Compute TF-IDF using Map/Reduce
To extract the terms from a document, the following process is common
- Extract words by tokenize the input streams
- Make the words case-insensitive (e.g. transform to all lower case)
- Apply n-gram to extract phrases (e.g. statistically frequent n-grams is likely a phrase)
- Filter out stop words
- Stemming (e.g. transform cat, cats, kittens to cat)
We use multiple rounds of Map/Reduce to gradually compute …
- the word count of per word/doc combination
- the total number of words per doc
- the total number of docs per word. And finally compute the TF-IDF
Implementation in Apache PIG
There are many ways to implement the Map/Reduce paradigm above. Apache Hadoop is a pretty popular approach using Java or other programming language (ie: Hadoop Streaming).

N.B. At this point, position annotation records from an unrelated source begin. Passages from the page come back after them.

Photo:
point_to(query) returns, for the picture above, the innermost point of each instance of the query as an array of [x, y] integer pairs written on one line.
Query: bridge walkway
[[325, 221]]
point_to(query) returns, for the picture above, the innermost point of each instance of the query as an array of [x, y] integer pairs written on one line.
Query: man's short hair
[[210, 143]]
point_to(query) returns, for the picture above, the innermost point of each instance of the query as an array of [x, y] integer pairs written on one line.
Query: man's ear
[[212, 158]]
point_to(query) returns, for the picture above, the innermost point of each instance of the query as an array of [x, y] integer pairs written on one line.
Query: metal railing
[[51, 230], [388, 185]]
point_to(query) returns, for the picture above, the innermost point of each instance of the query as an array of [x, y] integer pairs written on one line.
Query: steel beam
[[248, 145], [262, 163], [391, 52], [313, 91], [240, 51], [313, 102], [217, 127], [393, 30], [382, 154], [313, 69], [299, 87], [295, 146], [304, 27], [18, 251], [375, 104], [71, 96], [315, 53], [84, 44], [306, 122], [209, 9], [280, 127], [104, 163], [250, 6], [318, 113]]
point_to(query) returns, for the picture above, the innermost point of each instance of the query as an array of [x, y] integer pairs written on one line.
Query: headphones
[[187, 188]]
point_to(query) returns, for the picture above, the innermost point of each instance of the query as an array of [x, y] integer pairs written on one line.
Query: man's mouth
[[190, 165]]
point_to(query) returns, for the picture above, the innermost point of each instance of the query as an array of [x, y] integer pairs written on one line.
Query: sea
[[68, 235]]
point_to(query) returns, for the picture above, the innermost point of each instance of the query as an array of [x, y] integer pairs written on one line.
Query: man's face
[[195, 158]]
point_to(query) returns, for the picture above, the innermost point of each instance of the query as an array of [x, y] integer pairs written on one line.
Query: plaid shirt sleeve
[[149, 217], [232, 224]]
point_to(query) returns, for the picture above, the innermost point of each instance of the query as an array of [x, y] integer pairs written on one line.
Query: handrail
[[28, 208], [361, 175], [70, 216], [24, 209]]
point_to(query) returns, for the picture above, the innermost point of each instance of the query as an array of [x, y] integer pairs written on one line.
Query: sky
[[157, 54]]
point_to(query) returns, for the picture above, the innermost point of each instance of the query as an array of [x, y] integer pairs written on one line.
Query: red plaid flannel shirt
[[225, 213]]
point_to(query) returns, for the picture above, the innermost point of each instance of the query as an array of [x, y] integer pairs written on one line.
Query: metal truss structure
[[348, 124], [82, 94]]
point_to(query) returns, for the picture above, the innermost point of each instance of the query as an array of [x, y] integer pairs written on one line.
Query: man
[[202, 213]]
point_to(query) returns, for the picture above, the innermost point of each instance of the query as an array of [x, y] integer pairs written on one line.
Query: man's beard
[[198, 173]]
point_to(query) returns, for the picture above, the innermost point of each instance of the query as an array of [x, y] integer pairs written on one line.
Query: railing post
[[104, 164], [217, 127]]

Apache PIG is another approach based on a higher level language with parallel processing construct built in. Here is the 3 rounds of map/reduce logic implemented in PIG Script
REGISTER rickyudf.jar
/* Build up the input data stream */
A1 = LOAD 'dirdir/data.txt' AS (words:chararray);
DocWordStream1 =
FOREACH A1 GENERATE
'data.txt' AS docId,
FLATTEN(TOKENIZE(words)) AS word;
A2 = LOAD 'dirdir/data2.txt' AS (words:chararray);
DocWordStream2 =
FOREACH A2 GENERATE
'data2.txt' AS docId,
FLATTEN(TOKENIZE(words)) AS word;
A3 = LOAD 'dirdir/data3.txt' AS (words:chararray);
DocWordStream3 =
FOREACH A3 GENERATE
'data3.txt' AS docId,
FLATTEN(TOKENIZE(words)) AS word;
InStream = UNION DocWordStream1,
DocWordStream2,
DocWordStream3;
/* Round 1: word count per word/doc combination */
B = GROUP InStream BY (word, docId);
Round1 = FOREACH B GENERATE
group AS wordDoc,
COUNT(InStream) AS wordCount;
/* Round 2: total word count per doc */
C = GROUP Round1 BY wordDoc.docId;
WW = GROUP C ALL;
C2 = FOREACH WW GENERATE
FLATTEN(C),
COUNT(C) AS totalDocs;
Round2 = FOREACH C2 GENERATE
FLATTEN(Round1),
SUM(Round1.wordCount) AS wordCountPerDoc,
totalDocs;
/* Round 3: Compute the total doc count per word */
D = GROUP Round2 BY wordDoc.word;
D2 = FOREACH D GENERATE
FLATTEN(Round2),
COUNT(Round2) AS docCountPerWord;
Round3 = FOREACH D2 GENERATE
$0.word AS word,
$0.docId AS docId,
com.ricky.TFIDF(wordCount,
wordCountPerDoc,
totalDocs,
docCountPerWord) AS tfidf;
/* Order the output by relevancy */
ORDERRound3 = ORDER Round3 BY word ASC,
tfidf DESC;
DUMP ORDERRound3;
Here is the corresponding User Defined Function in Java (contained in rickyudf.jar)
package com.ricky;
import java.io.IOException;
import org.apache.pig.EvalFunc;
import org.apache.pig.data.Tuple;
public class TFIDF extends EvalFunc<Double> {
@Override
public Double exec(Tuple input) throws IOException {
// TODO Auto-generated method stub
long wordCount = (Long) input.get(0);
long wordCountPerDoc = (Long) input.get(1);
long totalDocs = (Long) input.get(2);
long docCountPerWord = (Long) input.get(3);
double tf = (wordCount * 1.0) / wordCountPerDoc;
double idf = Math.log((totalDocs * 1.0) / docCountPerWord);
return tf * idf;
}
}